In addition, some patients were sceptical, as Walter Haigh was, not of psychiatry per se, but of contemporary attitudes towards mental health and illness. Early in his first admission to Bethlem, Savage noted that Haigh ‘is convinced he is made where he is by the habits of society pointing to certain people who are “peculiar” and society supposes they are sinners specially along the reproductive line.’Footnote 73 One might infer this to be a reference to homosexuality; later it was noted that Haigh ‘thinks that his name may be connected with the Wild [sic] case (sodomy)’.Footnote 74 Most of Bethlem’s doctors, however, attributed Haigh’s claims, at least on paper, to ‘over-sensitiveness to outside impression’, never suggesting that any specific acts or desires might have prompted this sensitivity. It is impossible for us to delve into Haigh’s personal feelings on the matter. What we can state is that, despite his long-term involvement with psychiatry and a strong conviction that asylum treatment was something he required on occasion, Walter Haigh’s letters indicate that he was nonetheless unconvinced by the ways madness might be judged and diagnosed by those around him. In his letters, he regularly placed the word ‘sane’ in inverted commas.

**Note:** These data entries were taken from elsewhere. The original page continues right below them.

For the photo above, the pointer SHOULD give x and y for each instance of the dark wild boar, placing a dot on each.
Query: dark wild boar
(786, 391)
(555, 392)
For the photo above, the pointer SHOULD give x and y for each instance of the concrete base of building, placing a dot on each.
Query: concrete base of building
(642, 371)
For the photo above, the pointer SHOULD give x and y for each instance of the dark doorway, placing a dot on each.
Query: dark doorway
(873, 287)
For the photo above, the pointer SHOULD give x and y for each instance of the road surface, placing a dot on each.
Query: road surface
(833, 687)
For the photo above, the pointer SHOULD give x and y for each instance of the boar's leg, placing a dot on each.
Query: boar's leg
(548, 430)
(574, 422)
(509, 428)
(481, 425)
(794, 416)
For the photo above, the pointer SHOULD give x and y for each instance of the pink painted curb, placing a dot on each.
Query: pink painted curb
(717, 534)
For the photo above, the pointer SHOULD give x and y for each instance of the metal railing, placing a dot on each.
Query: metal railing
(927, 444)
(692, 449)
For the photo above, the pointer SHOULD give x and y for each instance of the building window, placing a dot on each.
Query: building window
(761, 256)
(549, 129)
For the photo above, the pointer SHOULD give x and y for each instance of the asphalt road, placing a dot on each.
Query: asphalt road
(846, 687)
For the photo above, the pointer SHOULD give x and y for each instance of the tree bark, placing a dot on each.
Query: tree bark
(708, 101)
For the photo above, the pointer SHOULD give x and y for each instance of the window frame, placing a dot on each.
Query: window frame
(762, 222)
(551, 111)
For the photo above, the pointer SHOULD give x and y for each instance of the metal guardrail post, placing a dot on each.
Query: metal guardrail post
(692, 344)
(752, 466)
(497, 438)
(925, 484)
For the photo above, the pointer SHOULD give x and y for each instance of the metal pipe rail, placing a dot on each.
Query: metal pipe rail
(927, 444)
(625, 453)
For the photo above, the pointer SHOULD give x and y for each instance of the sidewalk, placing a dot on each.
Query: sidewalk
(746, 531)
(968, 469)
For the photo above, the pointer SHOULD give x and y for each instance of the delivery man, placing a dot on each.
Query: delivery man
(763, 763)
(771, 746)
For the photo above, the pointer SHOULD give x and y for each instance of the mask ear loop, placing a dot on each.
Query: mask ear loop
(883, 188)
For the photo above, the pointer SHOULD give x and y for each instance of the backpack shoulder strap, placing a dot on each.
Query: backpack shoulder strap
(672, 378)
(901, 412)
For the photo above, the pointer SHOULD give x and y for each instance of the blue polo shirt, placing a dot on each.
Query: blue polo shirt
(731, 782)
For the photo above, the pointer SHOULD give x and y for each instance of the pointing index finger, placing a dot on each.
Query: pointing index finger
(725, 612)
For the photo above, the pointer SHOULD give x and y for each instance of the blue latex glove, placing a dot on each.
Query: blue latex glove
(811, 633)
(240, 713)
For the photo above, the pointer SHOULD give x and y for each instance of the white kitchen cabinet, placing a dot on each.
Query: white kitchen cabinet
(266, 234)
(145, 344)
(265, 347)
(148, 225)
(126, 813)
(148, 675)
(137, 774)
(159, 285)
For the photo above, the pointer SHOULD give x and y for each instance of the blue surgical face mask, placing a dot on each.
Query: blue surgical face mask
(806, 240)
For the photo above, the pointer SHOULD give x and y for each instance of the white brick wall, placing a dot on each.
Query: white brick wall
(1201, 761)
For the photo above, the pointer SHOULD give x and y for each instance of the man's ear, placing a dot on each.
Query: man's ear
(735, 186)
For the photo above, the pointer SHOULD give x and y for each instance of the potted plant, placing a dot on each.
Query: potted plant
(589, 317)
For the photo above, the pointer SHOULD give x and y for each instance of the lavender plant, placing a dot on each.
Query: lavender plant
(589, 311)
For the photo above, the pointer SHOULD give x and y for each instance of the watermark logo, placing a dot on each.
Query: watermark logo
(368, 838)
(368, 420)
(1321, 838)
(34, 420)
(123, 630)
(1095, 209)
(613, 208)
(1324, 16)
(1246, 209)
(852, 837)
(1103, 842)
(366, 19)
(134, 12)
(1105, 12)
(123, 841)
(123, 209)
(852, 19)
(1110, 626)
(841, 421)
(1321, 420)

In the 1890s, for example, Haigh wrote to Dr Smith about his ongoing hallucinations, which he considered could not possibly be understood by those who had not experienced them. ‘As to what my perversions of sensations are no “sane” person w[oul]d have any idea.’ A later letter to Hyslop remarked similarly that: ‘[a]s you are aware the “sane” world has little idea of these “sense perversions” many of which are classified under the name of insanity.’Footnote 75
Hyslop did indeed seem to be aware of the complexity of determining how to classify symptoms of insanity, believing that ‘[i]llusions are common to us all. …There is no sudden break between the illusions of the sane and those of the insane.’Footnote 76 Although Haigh did consider that his experiences fitted within the medical realm – as his ongoing correspondence with his former psychiatrists suggests – he did not accept outright that his ‘sense perversions’ were incompatible with sanity, and he continued to incorporate his own spiritual philosophy into a medical framework for exploring and understanding his state of mind. Were his symptoms, he wondered, ‘[g]eneral brain degeneration with death of the spiritual entity or functional perversion or what?’Footnote 77 This repeated questioning may even have inspired his doctors to think more critically about the nature of insanity. Given their close relationship, it does not seem coincidental that George Savage, in his later career, began to place greater emphasis on the environmental and sociological influences in what he now termed ‘so-called insanity’.Footnote 78 Echoing Haigh’s inverted commas around ‘sane’, Savage came to declare sanity ‘a relative term’ related to ‘certain laws, rules and conventions which slowly grow around men as they advance in civilization’.Footnote 79 While he continued to hold a socio-evolutionary concept of progress (in that he regarded such changes as ‘natural’), by the turn of the twentieth century Savage nonetheless appeared to have reconsidered certain issues, which he himself directly equated to his experiences of asylum life and his encounters with patients.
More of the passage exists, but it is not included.